First of all, you said:
/.../ but it seems max_tokens
is for breaking the input down not the output.
This is wrong. The max_tokens
parameter is shared between the input (i.e., prompt) and output (i.e., response). Tokens from the prompt and the completion all together should not exceed the token limit of a particular OpenAI model.
As stated in the official OpenAI article:
Depending on the model used, requests can use up to 4097
tokens shared
between prompt and completion. If your prompt is 4000
tokens, your
completion can be 97
tokens at most.
Solution 1: Using the max_tokens
parameter (works with the GPT-3, GPT-3.5, and GPT-4 APIs)
STEP 1: Choose the maximum length restriction for the prompt
Let's say that you'll allow the user to enter a prompt of a maximum length of 20 words. That should be enough for simple questions like:
- How does climate change impact oceans and marine life? (9 words, 10 tokens)
- Explain the theory of relativity and its significance in modern physics. (11 words, 13 tokens)
- What are the potential benefits and risks of artificial intelligence in healthcare? (12 words, 13 tokens)
- Describe the process of cellular respiration and its role in producing energy for cells. (14 words, 17 tokens)
- Discuss the effects of deforestation on local ecosystems, climate, and global biodiversity. (12 words, 15 tokens)

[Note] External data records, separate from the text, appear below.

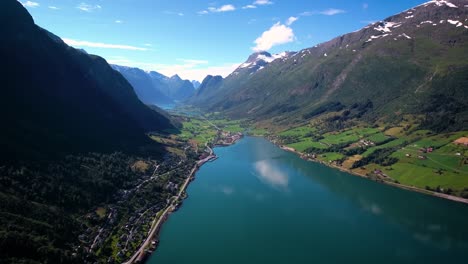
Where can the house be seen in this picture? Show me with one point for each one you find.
(463, 141)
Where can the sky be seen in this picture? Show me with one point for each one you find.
(194, 38)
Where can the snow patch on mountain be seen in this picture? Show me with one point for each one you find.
(385, 27)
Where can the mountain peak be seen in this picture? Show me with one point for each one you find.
(176, 77)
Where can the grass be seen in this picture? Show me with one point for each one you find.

Using the Tokenizer, you can see that 1 word is not equal to 1 token. For example, questions 3 and 5 consist of 12 words but different numbers of tokens! Because the OpenAI API operates with tokens, not words, you need to transform your limit of 20 words per prompt into tokens. Let's say that you'll allow the user to enter a prompt of a maximum length of 22 tokens. This will be approximately 20 words, plus or minus a few words depending on the text (as I previously said, 1 word is not equal to 1 token).
STEP 2: Use tiktoken to calculate the number of tokens in a prompt the user enters before(!) sending an API request to the OpenAI API
After you have chosen the maximum length restriction for the prompt, you need to check the prompt every time the user enters it to see if it doesn't exceed your limit of 22 tokens. You need to do this before you send an API request to the OpenAI API.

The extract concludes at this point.